Cependant, elle fut interdite de politique et le gouvernement Dacko II lui confisqua la quasi-totalité de ses propriétés et notamment sa plantation de café. Elle se retira de la vie publique pour se consacrer à ses affaires à Bangui et Bimbo. Lorsqu’Ange-Félix Patassé arrive au pouvoir en 1993, il lui offre une assistance financière et l’aide à rénover sa résidence.

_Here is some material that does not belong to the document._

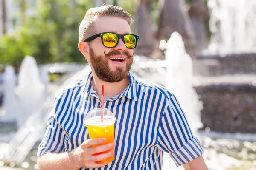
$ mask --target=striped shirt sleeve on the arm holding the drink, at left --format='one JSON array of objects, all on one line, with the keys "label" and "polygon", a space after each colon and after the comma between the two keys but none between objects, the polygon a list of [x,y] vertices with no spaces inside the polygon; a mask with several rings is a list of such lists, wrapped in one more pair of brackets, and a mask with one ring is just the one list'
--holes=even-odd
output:
[{"label": "striped shirt sleeve on the arm holding the drink, at left", "polygon": [[45,153],[61,153],[64,152],[64,137],[65,130],[61,128],[57,121],[57,112],[61,112],[61,94],[56,94],[54,99],[54,108],[49,114],[47,122],[47,130],[42,142],[39,144],[37,156],[42,156]]}]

Il lui proposera aussi des responsabilités politiques qu’elle déclinera.
En septembre 2003, elle participera au dialogue national organisé par le général Bozizé pour apurer les comptes du passé en sa qualité d’ancien Premier ministre. Cependant, en dépit de son statut, elle n’aura ni retraite, ni privilège et vivra longtemps méconnue et oubliée, des modestes revenus tirés de sa plantation.